Leon Black chegou ao Capitólio. AFP/Getty/Kevin Dietsch

“Em retrospectiva, vejo que Epstein exagerou, embelezou, manipulou e mentiu descaradamente – profusamente e completamente sem consideração por mim ou pela minha família. E agora percebo que o seu engano não se limitou a mim, mas a muitas pessoas muito sábias”, disse Black naquele discurso preparado, concluindo que tinha um lado sinistro, como o Dr.

O menino de sete anos disse ao painel que “nunca abusou sexualmente de mulheres, nunca fez sexo com menores e nunca pagou (Epstein) para ter acesso a mulheres”. Ele também afirmou que Epstein nunca o chantageou. “Eu não estava de forma alguma envolvido ou ciente das ações brutais de Epstein”, disse ele.

O que são esses acordos de confidencialidade?

“Estou aqui para responder voluntariamente a perguntas sobre o trabalho que Epstein fez para mim e os serviços pelos quais paguei a ele. Não estou aqui para responder a perguntas sobre minha vida privada que possam prejudicar minha esposa, meus filhos e minha família. E não vou falar sobre a vida privada de mulheres adultas que não escolheram ou não merecem ser eu ou qualquer pessoa associada a Epstein”, disse Black. Mas aqui ele era o mais esperado. Na sexta-feira, Black recusou-se repetidamente a discutir acordos de confidencialidade que assinou com mulheres, algumas das quais eram relacionadas com Jeffrey Epstein. “Acreditamos que esta informação é essencial para a nossa investigação”, disse James Comer.
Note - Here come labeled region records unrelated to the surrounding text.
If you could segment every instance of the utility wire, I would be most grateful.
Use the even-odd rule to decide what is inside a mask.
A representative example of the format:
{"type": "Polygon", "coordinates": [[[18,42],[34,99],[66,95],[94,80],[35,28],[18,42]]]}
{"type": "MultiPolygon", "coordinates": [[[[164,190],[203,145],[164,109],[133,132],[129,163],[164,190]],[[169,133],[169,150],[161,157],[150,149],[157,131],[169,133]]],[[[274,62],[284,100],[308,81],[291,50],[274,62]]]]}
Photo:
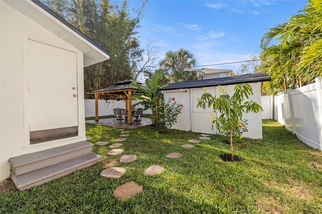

Depois de um longo caso com um modelo russo, ela supostamente ameaçou revelar publicamente alegações de abuso sexual se ele não lhe pagasse 100 milhões. Epstein supostamente negociou um acordo de confidencialidade para seu amigo em 2015, no qual Black concordou em pagar à jovem US$ 100 mil por mês durante 15 anos, um total de US$ 18 milhões. É este acordo que o negro deverá apresentar no dia 16 de julho contra a comissão se não conseguir primeiro que os seus advogados atuem.